Adam Jones|HomeBlog

How are AI companies doing with their voluntary commitments on vulnerability reporting?

Headshot of Adam Jones

The UK and US governments have both secured voluntary commitments from many major AI companies on AI safety.

These include having appropriate reporting mechanisms for both cybersecurity vulnerabilities and model vulnerabilities.

I took a look at how well organisations are living up to these commitments as of February 2024. This included reviewing what the processes actually are, and submitting test reports to see if they work.

Summary table

Show more details

Some high-level takeaways

Performance was quite low across the board. Simply listing a contact email and responding to queries would score 17 points, which would place a company in the top five.

However, a couple companies have great processes that can act as best practice examples. Both Google and NVIDIA got perfect scores. In addition, Google offers bug bounty incentives for model vulnerabilities and NVIDIA had an exceptionally clear and easy to use model vulnerability contact point.

Companies did much better on cybersecurity than model vulnerabilities. Additionally, companies that combined their cybersecurity and model vulnerability procedures scored better. This might be because existing cybersecurity processes are more battle tested, or taken more seriously than model vulnerabilities.

Companies do know how to have transparent contact processes. Every single company's press contact could be found within minutes, and was a simple email address. This suggests companies are able to sort this out when there are greater commercial incentives to do so.

Rubrics

Cybersecurity ease of reporting score:

  1. No easy way to contact the company about a vulnerability (e.g. have to use a sales contact channel).
  2. Has a general contact email.
  3. Has some contact point for reporting security vulnerabilities.
  4. An expired or otherwise invalid security.txt file.
  5. A non-expired security.txt file.

Model vulnerability ease of reporting score:

  1. No easy way to contact the company about a vulnerability (e.g. have to use a sales contact channel).
  2. Lists a general contact email.
  3. Some contact point for reporting model vulnerabilities (e.g. a general abuse email).
  4. A clear contact point for reporting model vulnerabilities.

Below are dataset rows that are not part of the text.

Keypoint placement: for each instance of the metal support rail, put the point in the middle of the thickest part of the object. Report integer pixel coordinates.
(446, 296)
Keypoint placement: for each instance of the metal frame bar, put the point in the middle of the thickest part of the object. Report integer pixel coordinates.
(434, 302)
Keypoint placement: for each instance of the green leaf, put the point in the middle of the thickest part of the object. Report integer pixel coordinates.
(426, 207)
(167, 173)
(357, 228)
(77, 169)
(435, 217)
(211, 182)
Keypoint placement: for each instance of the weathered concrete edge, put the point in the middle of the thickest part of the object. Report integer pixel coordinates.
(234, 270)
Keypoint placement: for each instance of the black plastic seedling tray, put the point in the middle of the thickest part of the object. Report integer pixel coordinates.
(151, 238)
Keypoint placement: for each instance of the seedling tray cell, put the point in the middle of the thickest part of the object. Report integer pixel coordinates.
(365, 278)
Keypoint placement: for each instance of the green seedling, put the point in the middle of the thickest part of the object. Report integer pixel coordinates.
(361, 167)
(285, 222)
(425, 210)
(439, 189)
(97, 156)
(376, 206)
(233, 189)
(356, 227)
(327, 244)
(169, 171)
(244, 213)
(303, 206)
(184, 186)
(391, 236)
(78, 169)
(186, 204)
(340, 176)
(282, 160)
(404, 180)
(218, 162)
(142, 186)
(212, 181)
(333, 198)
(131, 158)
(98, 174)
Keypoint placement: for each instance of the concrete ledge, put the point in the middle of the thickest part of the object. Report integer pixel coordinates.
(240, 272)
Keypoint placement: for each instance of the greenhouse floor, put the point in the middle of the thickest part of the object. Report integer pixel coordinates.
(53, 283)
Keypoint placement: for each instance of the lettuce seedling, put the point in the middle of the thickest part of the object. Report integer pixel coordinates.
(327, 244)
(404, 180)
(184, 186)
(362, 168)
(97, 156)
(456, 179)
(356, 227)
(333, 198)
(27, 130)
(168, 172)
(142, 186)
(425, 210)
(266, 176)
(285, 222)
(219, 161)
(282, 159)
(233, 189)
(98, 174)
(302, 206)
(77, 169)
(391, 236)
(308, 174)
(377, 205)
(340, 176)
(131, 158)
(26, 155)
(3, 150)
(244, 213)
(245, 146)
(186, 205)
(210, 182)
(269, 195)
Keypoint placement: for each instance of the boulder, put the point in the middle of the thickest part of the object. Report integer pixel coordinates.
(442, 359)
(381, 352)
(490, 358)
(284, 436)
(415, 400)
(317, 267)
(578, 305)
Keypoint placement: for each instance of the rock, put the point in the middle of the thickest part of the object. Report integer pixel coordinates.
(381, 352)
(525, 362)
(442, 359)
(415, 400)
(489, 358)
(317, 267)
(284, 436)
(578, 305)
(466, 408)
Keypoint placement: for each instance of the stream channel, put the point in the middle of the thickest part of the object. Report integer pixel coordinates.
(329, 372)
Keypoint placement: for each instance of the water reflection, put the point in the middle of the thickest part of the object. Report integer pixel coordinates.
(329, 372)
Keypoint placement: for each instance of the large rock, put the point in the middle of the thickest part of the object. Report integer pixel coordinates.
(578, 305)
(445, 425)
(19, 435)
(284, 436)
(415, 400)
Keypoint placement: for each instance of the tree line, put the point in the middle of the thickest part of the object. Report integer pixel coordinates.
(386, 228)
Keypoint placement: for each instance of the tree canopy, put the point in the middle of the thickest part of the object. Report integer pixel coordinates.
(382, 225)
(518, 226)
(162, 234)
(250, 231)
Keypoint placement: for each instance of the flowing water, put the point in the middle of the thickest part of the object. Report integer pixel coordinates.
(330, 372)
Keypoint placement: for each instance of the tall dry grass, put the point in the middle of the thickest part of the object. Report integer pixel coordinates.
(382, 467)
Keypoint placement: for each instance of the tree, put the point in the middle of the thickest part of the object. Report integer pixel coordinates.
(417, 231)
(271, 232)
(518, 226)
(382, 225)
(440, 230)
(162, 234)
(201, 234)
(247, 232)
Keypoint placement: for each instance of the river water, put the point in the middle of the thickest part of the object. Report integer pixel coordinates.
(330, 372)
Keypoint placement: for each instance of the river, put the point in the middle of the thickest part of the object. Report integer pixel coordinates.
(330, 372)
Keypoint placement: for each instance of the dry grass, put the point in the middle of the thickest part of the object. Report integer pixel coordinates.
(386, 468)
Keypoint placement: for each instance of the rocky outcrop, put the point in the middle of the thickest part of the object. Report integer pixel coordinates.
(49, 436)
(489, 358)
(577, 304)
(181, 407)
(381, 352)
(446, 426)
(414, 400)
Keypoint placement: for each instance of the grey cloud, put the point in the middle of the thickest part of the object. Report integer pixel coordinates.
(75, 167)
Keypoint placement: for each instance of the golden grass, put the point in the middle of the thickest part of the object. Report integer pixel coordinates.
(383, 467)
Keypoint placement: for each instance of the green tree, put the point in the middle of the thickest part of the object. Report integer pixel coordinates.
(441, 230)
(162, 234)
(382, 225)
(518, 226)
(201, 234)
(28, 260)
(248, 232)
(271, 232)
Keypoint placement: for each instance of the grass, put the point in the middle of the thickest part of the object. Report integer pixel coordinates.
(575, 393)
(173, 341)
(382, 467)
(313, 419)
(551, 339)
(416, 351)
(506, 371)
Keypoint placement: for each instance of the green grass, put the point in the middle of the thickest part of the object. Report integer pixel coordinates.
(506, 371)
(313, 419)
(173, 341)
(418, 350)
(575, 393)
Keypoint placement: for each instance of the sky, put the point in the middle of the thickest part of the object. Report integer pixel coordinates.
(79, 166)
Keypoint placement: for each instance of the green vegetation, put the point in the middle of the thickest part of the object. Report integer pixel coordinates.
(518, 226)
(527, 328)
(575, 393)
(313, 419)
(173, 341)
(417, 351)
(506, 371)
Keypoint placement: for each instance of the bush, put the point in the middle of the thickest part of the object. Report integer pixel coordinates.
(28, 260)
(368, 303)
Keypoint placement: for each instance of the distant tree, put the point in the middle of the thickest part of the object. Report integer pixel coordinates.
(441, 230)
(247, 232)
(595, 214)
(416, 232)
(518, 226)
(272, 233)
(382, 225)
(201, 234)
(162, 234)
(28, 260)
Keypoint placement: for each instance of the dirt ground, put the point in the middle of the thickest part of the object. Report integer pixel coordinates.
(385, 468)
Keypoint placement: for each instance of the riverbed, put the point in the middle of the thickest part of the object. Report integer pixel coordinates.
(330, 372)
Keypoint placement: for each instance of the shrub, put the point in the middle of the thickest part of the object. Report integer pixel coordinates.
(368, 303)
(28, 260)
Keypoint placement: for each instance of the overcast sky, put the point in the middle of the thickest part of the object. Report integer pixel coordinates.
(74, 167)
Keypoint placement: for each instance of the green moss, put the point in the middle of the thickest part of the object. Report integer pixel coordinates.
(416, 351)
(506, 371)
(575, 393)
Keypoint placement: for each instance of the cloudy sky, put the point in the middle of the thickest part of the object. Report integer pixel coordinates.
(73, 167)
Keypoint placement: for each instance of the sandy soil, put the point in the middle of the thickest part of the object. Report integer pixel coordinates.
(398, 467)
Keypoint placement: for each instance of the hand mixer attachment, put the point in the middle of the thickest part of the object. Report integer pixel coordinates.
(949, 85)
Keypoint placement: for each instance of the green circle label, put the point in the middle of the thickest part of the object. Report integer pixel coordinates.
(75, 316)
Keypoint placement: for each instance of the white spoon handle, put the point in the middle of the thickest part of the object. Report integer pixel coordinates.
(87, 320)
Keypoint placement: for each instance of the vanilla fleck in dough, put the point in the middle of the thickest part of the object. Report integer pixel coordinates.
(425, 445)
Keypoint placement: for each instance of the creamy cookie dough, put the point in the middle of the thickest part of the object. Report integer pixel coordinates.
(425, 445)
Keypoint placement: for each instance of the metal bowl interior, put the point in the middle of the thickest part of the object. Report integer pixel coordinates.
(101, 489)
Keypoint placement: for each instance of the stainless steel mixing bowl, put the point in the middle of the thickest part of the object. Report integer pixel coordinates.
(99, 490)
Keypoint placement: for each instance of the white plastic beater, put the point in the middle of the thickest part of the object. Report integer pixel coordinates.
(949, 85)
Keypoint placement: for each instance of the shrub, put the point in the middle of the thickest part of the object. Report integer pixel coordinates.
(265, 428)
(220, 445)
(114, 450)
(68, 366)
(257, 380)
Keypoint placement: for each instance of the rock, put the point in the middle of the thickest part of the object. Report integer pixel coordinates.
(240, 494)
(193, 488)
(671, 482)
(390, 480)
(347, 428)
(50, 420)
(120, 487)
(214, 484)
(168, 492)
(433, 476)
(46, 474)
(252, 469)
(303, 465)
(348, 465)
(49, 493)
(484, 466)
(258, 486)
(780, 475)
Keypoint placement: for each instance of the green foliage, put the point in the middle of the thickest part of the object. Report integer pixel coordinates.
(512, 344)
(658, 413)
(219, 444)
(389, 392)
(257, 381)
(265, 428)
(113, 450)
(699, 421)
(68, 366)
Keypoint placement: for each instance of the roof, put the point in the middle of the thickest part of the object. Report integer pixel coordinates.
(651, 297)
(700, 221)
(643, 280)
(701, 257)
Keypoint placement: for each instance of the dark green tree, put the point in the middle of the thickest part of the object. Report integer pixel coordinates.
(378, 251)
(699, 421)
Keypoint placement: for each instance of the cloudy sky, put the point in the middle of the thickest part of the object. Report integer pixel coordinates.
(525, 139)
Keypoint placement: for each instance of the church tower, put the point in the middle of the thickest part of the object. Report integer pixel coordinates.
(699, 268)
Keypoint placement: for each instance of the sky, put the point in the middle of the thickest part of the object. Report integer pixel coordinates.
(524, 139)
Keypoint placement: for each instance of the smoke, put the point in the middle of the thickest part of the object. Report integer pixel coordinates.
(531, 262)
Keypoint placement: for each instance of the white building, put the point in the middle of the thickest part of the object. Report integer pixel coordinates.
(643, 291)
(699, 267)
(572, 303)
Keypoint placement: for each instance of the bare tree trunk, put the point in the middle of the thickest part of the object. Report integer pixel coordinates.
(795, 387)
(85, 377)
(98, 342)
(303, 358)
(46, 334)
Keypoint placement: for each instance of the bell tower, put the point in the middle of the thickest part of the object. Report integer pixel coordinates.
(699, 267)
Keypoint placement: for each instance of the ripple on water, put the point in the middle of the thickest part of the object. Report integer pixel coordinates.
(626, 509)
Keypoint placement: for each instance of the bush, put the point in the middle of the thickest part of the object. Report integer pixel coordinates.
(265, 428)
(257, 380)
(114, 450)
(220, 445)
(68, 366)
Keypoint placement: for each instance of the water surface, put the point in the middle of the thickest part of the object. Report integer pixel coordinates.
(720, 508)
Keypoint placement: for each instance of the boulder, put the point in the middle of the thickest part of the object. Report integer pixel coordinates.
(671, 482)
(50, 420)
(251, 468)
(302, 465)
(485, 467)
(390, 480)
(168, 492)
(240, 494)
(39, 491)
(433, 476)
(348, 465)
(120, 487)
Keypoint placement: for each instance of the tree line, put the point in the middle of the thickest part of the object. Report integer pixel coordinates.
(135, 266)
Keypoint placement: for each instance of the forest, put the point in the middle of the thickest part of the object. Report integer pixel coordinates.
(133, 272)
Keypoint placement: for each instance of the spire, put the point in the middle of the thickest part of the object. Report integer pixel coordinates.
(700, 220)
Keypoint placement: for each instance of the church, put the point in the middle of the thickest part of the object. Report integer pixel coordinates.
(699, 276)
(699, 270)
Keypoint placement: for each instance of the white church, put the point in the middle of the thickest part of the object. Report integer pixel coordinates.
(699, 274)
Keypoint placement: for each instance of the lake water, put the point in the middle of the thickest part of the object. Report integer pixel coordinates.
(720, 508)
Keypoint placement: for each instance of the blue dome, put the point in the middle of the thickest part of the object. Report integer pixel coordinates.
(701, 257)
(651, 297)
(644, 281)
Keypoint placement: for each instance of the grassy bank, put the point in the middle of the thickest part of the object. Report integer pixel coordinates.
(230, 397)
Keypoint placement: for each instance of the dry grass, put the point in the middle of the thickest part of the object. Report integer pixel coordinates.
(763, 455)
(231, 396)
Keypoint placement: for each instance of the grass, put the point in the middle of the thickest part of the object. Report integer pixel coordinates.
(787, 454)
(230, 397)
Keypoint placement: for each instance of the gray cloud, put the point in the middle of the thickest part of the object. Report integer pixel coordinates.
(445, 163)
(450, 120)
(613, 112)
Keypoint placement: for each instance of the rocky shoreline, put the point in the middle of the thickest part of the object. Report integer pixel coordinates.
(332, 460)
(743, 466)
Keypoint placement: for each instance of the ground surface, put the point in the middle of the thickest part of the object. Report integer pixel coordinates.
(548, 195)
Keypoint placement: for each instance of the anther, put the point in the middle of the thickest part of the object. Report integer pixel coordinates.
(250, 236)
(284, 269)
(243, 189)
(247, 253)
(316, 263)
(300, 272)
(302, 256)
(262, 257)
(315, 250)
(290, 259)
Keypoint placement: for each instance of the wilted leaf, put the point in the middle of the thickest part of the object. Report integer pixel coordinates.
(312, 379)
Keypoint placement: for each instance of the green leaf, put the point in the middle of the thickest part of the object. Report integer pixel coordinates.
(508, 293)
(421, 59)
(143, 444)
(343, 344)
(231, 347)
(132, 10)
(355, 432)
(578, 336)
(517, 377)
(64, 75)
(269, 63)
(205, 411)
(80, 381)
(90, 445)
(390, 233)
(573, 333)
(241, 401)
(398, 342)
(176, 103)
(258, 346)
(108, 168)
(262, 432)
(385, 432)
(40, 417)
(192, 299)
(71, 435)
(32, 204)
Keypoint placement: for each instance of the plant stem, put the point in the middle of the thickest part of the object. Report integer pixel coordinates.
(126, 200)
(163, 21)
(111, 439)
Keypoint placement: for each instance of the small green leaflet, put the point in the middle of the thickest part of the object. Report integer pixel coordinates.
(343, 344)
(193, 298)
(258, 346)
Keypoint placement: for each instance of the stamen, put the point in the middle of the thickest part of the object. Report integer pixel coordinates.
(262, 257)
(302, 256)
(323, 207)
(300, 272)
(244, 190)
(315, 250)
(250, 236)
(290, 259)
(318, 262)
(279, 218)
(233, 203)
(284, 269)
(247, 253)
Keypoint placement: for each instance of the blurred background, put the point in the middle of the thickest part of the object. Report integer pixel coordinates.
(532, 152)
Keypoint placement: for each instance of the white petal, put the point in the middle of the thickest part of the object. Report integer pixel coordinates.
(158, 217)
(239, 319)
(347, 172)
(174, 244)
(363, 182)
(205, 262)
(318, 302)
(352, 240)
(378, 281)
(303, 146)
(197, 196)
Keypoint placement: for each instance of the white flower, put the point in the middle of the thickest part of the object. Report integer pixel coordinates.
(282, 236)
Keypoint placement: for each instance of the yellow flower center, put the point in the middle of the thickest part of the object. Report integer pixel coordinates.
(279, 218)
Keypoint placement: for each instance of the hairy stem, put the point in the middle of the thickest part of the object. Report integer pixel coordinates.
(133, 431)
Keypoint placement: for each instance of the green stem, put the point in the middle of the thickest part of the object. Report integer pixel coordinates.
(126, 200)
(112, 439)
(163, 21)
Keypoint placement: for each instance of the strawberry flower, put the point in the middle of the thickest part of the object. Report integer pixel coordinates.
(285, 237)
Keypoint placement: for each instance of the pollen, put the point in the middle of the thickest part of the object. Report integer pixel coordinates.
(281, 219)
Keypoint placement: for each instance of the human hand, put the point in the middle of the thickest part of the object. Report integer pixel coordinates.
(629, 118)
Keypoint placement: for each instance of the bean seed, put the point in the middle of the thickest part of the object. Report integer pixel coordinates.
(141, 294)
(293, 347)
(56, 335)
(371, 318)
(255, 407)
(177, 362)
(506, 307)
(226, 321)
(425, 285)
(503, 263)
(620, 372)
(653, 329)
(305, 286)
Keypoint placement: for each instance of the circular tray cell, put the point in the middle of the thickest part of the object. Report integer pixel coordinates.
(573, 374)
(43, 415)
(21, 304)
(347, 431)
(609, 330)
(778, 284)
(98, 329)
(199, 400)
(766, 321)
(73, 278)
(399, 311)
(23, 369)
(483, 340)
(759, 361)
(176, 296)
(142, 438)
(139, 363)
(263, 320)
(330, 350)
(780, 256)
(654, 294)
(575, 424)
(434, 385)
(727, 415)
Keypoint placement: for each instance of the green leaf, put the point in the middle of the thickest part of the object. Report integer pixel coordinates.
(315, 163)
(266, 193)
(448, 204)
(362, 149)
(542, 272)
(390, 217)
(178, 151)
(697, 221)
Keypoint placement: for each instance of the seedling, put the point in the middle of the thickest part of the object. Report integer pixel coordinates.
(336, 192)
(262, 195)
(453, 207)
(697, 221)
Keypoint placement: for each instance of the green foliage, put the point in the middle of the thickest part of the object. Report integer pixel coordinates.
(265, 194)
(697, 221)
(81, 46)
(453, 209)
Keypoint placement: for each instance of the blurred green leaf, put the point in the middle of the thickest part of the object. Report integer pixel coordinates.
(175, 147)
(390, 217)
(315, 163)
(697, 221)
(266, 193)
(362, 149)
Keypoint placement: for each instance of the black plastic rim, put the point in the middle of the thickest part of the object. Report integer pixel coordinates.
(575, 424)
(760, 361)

Overall score is the sum of:

  • cybersecurity ease of reporting
  • model vulnerability ease of reporting
  • 6 for a cybersecurity response (0 for no response)
  • 6 for a model vulnerability response (0 for no response)
  • -1 to have scores range between 1-20 (rather than 2-21)

Method

Reporting processes

To evaluate the quality of reporting processes, I took the following steps for each company. I chose these because I thought they'd roughly be the process security researchers are likely to take when trying to report vulnerabilities, but I appreciate there may also be other signposting methods I have missed.

  • Cybersecurity only: Attempt to find a security.txt file on their website.

  • Where multiple methods were available, I prioritised email given this was easiest to schedule for the same time.

  • Google '<company name> [cybersecurity|AI model] vulnerability report'

  • Google '<company name> [cybersecurity|AI safety] team'

  • Google '<company name> abuse contact'

  • Go to the company website and generally try to browse to find the most reasonable contact details. Often this meant gravitating to security, safety, privacy or general contact pages.

Each Google search was undertaken in a new guest window, and all searches were conducted in one afternoon to minimise the effect of changing Google search results. Only the first page of results was considered. Google was picked given they have the largest search market share, and although they are one of the AI labs on this list being evaluated I think it is incredibly unlikely that they do anything special with the results here for themselves. I ignored any sponsored results, unless these were from the company itself.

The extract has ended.